Le taux de retour énergétique du solaire atteindrait jusqu’à 45 pour 1

Un rapport du réputé Institut Fraunhofer pour les systèmes énergétiques solaires, publié en Allemagne en septembre 2020, conclut que le taux de retour énergétique (EROEI ou EROI, en anglais) des parcs de panneaux photovoltaïques (PV) européens oscille entre 16 et 19 pour 1. En Inde, où le soleil est abondant, ce rapport atteindrait le niveau prodigieux de 45 pour 1. Ceci rendrait cette forme d’énergie bien plus productive que le pétrole. Le rapport contient une foule d’informations sur l’évolution récente de la technologie PV, qui permet d’expliquer cette forte progression de l’EROEI.

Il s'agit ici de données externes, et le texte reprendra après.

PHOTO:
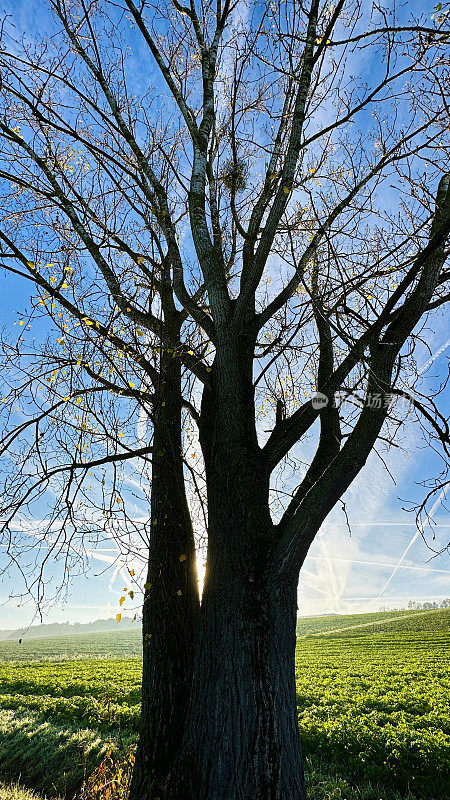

Le rapport de l’Institut s’intéresse au temps de retour énergétique (en anglais : Energy payback time, ou EPBT), qu’on peut définir comme la période de temps nécessaire à un système de production d’énergie pour générer la quantité d’énergie utile consommée pour sa fabrication – autrement dit, en combien de temps le système rembourse-t-il son coût énergétique. Sachant ensuite combien de temps le système est censé durer, une simple règle de trois permet de calculer l’EROEI sur le cycle de vie de l’équipement.

Fraunhofer PV 1

Dans le cas du solaire en Sicile, qu’il propose en exemple, l’Institut Fraunhofer calcule qu’un parc solaire construit en 2019 aurait remboursé son coût énergétique en 1,07 année. Il considère aussi que ce parc va durer 20 ans, ce qui est assez conservateur, puisque les panneaux sont garantis pour 25 ans et qu’ils pourraient fonctionner 30 ans ou plus. Retentir le chiffre de 20 ans permet de tenir compte de la perte de rendement progressive du système et de coût (toutefois très faible) de démantèlement. Bref, si un panneau se rembourse en 1,07 année en Sicile, il produira 18,7 fois son coût énergétique en 20 ans soit un EROEI de 18,7 pour 1. Et si on utilise des panneaux européens de meilleure qualité que le matériel chinois, l’EPBT passe à 0,97 année, soit un EROEI de 20,6 pour 1.

EROEI PV

Le rapport offre des données d’EPBT pour une variété de pays. Cette valeur varie principalement en fonction de l’ensoleillement de chaque pays, mais la qualité des installations électriques des parcs locaux joue aussi, le plus souvent en faveur des pays industrialisés. J’ai monté le tableau ci-dessus pour montrer l’EROEI correspondant. Il est à noter que ces données valent pour le PV chinois, de loin le plus courant. Avec des panneaux européens ou nord-américains, l’EROEI serait de 5 à 10 % plus élevé, atteignant le niveau fantastique de 50 pour 1 en Inde.

Pourquoi cette différence avec les données existantes?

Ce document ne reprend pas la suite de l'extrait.